Tenzin Jampa, is a Tibetan student born and raised in India. Currently an undergraduate at MIT, Cambridge, US shared his pain of being stateless in the world of nation-states.
“There is one question that I dread with every new meeting that comes and that is the question of Where do you come from?” said Jampa. Sharing his pain to Tibet Rights Collective (TRC), Jampa said that he gets jitters while answering that he is a Tibetan refugee living in India.
He says that they might say “Oh then, do you come from Tibet?” “No, not really. I was born in India but my parents fled Tibet when they were in their teens.” “Oh, then are you an Indian citizen?” “Not really, I am stateless.” “Oh…”

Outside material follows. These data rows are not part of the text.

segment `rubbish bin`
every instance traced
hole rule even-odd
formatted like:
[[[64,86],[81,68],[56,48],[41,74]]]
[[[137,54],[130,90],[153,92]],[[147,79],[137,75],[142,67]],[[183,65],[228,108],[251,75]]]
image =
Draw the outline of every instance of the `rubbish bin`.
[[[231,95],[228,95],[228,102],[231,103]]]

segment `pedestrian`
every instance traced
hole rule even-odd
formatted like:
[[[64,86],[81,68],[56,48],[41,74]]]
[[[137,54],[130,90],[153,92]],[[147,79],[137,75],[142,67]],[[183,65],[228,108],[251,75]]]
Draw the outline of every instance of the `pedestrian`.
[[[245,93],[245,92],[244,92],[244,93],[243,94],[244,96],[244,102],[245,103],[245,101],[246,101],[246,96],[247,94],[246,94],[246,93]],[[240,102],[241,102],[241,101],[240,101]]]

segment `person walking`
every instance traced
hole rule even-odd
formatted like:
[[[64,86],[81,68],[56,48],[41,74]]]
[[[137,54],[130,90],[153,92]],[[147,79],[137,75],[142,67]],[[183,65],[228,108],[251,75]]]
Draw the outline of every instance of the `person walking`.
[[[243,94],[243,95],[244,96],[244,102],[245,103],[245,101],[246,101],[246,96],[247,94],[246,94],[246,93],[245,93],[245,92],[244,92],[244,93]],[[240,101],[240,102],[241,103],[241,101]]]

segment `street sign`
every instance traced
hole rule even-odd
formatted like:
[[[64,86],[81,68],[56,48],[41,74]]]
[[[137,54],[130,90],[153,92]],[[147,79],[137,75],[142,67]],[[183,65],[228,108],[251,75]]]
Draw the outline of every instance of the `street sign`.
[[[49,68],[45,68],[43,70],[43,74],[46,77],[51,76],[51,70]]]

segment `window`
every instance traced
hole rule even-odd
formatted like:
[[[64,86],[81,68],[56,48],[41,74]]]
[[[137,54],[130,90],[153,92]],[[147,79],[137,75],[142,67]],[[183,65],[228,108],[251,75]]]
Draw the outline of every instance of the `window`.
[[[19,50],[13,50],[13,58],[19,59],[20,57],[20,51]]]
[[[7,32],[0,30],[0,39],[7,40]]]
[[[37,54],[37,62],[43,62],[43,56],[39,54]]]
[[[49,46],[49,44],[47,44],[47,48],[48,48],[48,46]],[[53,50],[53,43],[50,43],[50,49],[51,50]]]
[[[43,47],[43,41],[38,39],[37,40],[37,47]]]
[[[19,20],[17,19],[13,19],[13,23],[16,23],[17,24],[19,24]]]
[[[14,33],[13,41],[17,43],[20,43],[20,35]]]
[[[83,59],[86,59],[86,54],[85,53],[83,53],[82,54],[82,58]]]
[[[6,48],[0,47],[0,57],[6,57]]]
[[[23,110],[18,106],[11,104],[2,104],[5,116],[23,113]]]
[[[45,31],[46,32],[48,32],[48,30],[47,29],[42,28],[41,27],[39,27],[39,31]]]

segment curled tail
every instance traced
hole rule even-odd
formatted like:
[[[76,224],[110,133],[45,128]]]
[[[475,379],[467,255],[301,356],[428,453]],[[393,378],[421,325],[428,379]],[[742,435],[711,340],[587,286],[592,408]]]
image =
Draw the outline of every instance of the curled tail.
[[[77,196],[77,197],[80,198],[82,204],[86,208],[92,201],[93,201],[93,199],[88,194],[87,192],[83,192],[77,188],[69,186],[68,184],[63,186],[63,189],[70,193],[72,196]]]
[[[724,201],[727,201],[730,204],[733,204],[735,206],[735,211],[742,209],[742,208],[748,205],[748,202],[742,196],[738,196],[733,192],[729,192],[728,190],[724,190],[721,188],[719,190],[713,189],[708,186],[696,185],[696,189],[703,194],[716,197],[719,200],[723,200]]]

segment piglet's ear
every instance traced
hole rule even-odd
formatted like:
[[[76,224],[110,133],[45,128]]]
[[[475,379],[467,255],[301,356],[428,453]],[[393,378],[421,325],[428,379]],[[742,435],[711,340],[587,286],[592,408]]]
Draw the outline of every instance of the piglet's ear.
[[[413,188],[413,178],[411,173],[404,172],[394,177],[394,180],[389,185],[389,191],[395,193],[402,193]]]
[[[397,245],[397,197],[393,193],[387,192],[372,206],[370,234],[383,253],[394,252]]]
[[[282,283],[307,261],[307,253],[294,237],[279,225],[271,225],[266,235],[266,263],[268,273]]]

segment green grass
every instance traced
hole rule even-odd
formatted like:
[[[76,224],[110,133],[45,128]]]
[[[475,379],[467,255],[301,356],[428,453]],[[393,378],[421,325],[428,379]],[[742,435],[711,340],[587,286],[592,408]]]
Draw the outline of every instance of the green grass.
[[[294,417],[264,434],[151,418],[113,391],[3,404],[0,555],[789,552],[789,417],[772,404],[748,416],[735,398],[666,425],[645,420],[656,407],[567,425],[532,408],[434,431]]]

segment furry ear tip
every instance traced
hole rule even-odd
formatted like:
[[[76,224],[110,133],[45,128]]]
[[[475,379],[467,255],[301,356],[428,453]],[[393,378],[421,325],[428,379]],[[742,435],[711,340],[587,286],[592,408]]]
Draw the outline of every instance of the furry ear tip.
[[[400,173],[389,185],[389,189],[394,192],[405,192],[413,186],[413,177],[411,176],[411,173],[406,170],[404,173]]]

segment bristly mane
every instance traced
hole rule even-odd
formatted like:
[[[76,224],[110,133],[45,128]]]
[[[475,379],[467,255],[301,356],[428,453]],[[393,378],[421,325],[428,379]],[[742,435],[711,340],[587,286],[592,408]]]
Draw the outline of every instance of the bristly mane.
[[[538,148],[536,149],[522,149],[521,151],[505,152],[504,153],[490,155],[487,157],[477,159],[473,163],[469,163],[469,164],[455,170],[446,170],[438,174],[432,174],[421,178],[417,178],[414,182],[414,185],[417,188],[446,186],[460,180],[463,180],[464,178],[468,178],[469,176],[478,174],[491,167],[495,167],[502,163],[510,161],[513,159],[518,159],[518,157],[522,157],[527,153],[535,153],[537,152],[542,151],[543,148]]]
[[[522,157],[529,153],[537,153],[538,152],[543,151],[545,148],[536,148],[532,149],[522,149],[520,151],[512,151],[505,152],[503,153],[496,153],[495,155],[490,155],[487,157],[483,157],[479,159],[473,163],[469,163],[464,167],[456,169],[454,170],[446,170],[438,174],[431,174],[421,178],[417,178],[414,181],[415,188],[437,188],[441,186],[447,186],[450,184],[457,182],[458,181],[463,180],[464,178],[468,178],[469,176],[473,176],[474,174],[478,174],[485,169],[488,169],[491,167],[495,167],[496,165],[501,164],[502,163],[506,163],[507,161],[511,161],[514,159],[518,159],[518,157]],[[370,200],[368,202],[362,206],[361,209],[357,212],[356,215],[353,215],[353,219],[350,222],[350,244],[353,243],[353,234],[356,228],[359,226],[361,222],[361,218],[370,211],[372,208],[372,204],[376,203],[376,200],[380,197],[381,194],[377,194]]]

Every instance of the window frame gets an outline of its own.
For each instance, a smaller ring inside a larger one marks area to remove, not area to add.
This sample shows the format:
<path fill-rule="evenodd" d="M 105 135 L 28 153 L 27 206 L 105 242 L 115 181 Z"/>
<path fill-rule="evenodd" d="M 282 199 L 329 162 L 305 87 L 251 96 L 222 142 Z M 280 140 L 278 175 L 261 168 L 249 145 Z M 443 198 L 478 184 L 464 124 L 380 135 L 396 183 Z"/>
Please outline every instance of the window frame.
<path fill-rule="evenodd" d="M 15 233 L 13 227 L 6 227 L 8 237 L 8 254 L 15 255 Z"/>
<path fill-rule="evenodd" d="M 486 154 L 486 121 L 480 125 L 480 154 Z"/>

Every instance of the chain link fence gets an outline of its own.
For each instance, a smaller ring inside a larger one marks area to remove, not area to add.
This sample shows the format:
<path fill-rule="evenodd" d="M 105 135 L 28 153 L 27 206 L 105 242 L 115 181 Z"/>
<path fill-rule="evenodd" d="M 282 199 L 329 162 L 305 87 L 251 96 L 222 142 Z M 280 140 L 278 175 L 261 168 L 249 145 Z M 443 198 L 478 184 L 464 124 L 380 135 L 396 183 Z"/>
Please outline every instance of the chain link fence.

Tibet is a prime example of this 21st-century phenomenon of statelessness in a world of nation-states.
Jampa says that he had so many conversations like this that occasionally his mind has an auto-pilot nature to it when fending these questions.
Sometimes it seems almost like a script out of a boring sitcom of a scene where the strange but charismatic (incredibly specific, I know) young stranger greets the main family and is questioned about his ancestry, says Jampa.
Jampa says that fending these questions off is not what he fears, “I fear the fact that I will be reminded once again that I have no solid answer to the question of Where do you come from?”
What is someone’s national identity? And how can one feel it so strongly yet have no proof to show for it. Is it just a common land, a common government, a common birth that hands you your identity? Is it an invisible collar that is tied the moment you are born?
What is it and where does it come from? Someone calls themselves American, Indian, Chinese.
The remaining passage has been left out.